Chapter 4: Fundamental and Alternative Data

Time-Valid Security Masters and Identifier Histories

An identifier match is only useful if it resolves the right object at the right time.

Time-Valid Security Masters and Identifier Histories

An identifier match is only useful if it resolves the right object at the right time.

The Intuition

Financial data does not live on one identity layer.

A single real-world firm can correspond to:

a legal entity
an issuer
several listed securities
ADRs in another market
futures or options contracts tied to the same underlying

That is why "join on ticker" is not a harmless shortcut. The ticker may have changed, been reused, or point to the wrong share class. Even if the identifier is valid syntactically, the mapping can still be wrong economically.

A security master exists to solve exactly this problem. It stores crosswalks between identity layers and, crucially, makes those crosswalks time-valid.

The Identity Layers

A useful working model has four levels:

Layer	What it identifies	Typical examples
entity	legal or economic organization	parent company, subsidiary
issuer	issuing firm in capital markets	listed company filing with the SEC
security	tradable instrument	common stock, ADR, bond
contract	dated derivative claim	futures contract, option series

This is a useful decomposition, not the only canonical ontology.

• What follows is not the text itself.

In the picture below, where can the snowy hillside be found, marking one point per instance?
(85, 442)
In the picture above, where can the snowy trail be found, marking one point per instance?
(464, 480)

Real vendor graphs and reference-data systems often slice these layers differently.

Many alternative datasets arrive at the entity or issuer level. Returns, however, are measured at the security or contract level. A correct pipeline therefore needs an explicit issuer-to-security mapping rather than an implicit belief that the names "obviously" line up.

Why Time Validity Matters

Mappings change over time:

firms rebrand
tickers are reused
share classes merge or split
ADR programs begin or end
corporate actions replace one security with another

A static crosswalk is therefore a leakage risk. The right object is not:

which security matches this issuer today?

It is:

which security mapping was valid on the decision date?

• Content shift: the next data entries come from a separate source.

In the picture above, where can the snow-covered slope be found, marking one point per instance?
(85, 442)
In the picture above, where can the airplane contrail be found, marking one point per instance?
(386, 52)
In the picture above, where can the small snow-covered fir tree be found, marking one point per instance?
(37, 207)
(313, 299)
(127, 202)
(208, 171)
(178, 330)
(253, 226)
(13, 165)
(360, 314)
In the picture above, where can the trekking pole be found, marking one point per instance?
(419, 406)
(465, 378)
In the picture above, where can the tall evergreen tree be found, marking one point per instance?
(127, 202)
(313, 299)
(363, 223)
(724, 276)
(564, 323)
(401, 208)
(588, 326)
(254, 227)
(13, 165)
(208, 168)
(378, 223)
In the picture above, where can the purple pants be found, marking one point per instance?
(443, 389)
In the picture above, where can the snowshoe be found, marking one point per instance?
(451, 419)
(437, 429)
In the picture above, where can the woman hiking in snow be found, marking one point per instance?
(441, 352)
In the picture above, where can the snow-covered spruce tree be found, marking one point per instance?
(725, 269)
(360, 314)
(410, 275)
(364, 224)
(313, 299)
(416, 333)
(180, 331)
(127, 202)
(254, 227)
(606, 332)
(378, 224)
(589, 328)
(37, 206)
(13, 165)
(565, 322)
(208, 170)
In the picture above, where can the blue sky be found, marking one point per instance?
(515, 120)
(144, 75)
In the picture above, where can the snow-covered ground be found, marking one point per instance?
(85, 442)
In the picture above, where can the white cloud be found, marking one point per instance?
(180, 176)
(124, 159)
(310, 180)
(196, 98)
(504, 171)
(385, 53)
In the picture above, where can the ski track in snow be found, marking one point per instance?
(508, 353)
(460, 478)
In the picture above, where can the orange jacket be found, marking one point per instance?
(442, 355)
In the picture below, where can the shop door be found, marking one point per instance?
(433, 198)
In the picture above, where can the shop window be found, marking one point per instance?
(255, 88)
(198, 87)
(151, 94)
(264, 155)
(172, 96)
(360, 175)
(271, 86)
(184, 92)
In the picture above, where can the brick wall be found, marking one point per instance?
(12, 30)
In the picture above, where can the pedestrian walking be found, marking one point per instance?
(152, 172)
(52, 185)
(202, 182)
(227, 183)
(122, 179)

Formally, if G(i, t) returns the set of securities linked to issuer i at time t, then any selection rule must be evaluated under an effective-date filter:

$$ s \in G(i, t) \quad \text{only if} \quad \text{effective\_date} \le t < \text{end\_date}. $$

Without that time filter, historical joins silently drift into the future. If the downstream task requires one tradable object, you still need an explicit rule for choosing the primary security from that valid set.

A Worked Example

Suppose you have issuer-level web traffic for a company and want to join it to traded returns.

Bad join

You match the issuer name to the currently active ticker and use that security for the full backtest.

That can fail in several ways:

the ticker was reused by a different firm earlier in the sample
the current security is an ADR, while the signal belongs to the primary listing
the source refers to the parent entity while the return series belongs to a carve-out subsidiary
the issuer has multiple active share classes, such as Alphabet's GOOG and GOOGL, and your signal is joined to whichever one your vendor happens to return first

Better join

You store:

issuer id
security id
identifier type and value
effective date
end date

Then you join the signal only to mappings valid on the decision date.

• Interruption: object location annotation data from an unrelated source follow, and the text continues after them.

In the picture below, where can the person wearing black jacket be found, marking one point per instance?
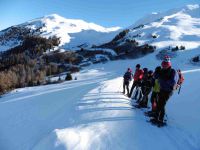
(127, 78)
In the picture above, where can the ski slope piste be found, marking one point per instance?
(92, 113)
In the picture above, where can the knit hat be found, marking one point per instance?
(166, 63)
(129, 70)
(137, 66)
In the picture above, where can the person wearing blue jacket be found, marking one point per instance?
(127, 78)
(167, 82)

This is not bureaucracy. It changes the sample and can change the sign of the measured effect.

Why Corporate Actions Complicate "Simple" Joins

Corporate actions are where many silent failures originate.

Share-class problems

Two common share classes may have:

different tickers
different liquidity
different voting rights
different prices and return behavior

Joining issuer-level data to the wrong class may preserve the narrative but destroy the tradable object.

ADR problems

An ADR and its ordinary share are economically related but not interchangeable:

they trade in different venues
they can have different market hours
liquidity and costs differ
the ADR ratio may not be one-to-one

Contract problems

For futures and options, the contract itself has a maturity. A root symbol is not enough. You need contract-level identity and roll logic.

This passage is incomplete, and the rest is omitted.